Express the heat added in terms of p_1, V_1, and A.

Part 2-
How much work W_2 is done by the gas during step 2?
Express the work done in terms of p_1, V_1, and A.

Part 3-
How much work W_3 is done by the gas during step 3?
If you've drawn a graph of the process, you won't need to calculate an integral to answer this question.
Express the work done in terms of p_1, V_1, and A.

Homework Equations

C_V = 12.47
R = 8.31

The Attempt at a Solution

Part 1-
I tried Q = p_1*V_1*(C_V/R) = 1.5*Ap_1*V_1 but I was told this is the final internal energy, not the change in internal energy. so I worked out that

Q = [1.5*p_1*V_1*(AT_1-T_1)] / T_1 but the answer does not depend on AT_1 or T_1

Part 2-
all I've got so far is
W = nRT*ln(V_f/V_i) = pV*ln(V_f/V_i)
but that's about as far as I get.

Part 3-
I got Ap_1*V_1 but this is what the value would be if it were coming from V = 0. So I re-arranged pV=nRT to eventually get

W = p_1[(p_1V_1)/(Ap_1) - V_1]
but this is also wrong how do I take into account the initial state, wouldn't I just be able to write W = (Ap_1V_1) - V_1 ?
Could someone please set me on the right path, I have been up late each night this week trying to work this out.

 

[variation]

Hello,
(1)
For monatomic ideal gas, the internal energy can be also written as U=\frac{3}{2}PV
The first step is an isochor process, no work is done, the heat is just the change of internal energy.
You can use the formula and try again.
(2)
For the second process, it is an isothermal one, which means PV=nRT=\text{constant}
Therefore AP_1\times V_1=P_1\times V_f\Rightarrow V_f=AV_1
Substitute this relation into your formula and get it.
(3)
Actually, i don't completely understand why you think from your words.
But i know the work is the area under the curve on the P-V diagram.
The work done by the gas in the third step is -P_1(AV_1-V_1).
(The work done by the gas in the first step is 0 since no area.)
The total work is the area inside the colse process on the P-V diagram.
It is 0+AP_1V_1\ln{A}-P_1(AV_1-V_1).

Hope these are helpful. Goodluck.

 

[CurtisB]

So for part one, if delta_U = 3/2(pV)
then delta_U should equal 3/2* the change in p * V = 3/2(Ap_1 - p_1)V_1. does this look right.

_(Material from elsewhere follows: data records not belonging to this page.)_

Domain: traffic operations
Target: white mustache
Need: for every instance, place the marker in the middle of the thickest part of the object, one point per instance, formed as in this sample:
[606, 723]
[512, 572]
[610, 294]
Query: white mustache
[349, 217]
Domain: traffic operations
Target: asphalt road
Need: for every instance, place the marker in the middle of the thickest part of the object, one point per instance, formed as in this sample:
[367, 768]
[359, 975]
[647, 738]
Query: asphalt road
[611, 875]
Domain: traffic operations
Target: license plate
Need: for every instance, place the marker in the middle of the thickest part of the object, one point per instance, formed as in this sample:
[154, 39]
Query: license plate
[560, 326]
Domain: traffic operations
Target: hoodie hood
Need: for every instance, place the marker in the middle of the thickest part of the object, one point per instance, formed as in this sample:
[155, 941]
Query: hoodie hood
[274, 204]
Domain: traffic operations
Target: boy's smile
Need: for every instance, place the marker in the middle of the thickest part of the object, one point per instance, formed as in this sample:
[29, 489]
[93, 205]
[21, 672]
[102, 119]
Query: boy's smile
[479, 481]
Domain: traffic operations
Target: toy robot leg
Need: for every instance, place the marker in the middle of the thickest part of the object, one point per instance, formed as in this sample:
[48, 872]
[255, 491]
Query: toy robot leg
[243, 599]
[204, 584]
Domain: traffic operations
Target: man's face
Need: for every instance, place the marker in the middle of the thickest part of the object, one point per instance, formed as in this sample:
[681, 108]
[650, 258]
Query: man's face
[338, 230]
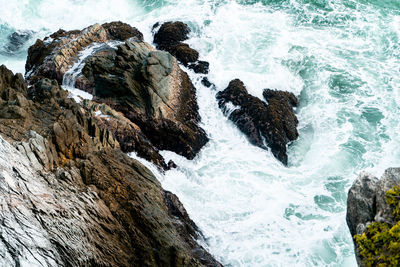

for part 2, W = pV*ln(V_f/V_i)
then W = p_1V_1*ln(AV_1/V_1), or should p and V be the changes in p and V, the feedback I get when I tried that answer was that N*k_B*T = A*p_1*V_1

 

[variation]

Hello,

Part(1)
You got it.

Part(2)
The formula W=pV\ln\left(\frac{V_f}{V_i}\right) was derived in an isothermal process for ideal gas.
In such an isothermal process, the product pV is a constant, which means pV=p_iV_i=p_fV_f.
The pV substituted into the formula should be a product of some point on the process.
p_1V_1 is not a point in the isothermal process, it's just a point in another process.

Regards

 

[xmonsterx]

im working on the same problem now but I am still a little confused. so what is the answer to part a,b,c.

part a = 3/2(Ap1-p1)V1 ?

part b = ??

part c = ??


im so lost! can anyone please help me? thanks a bunch!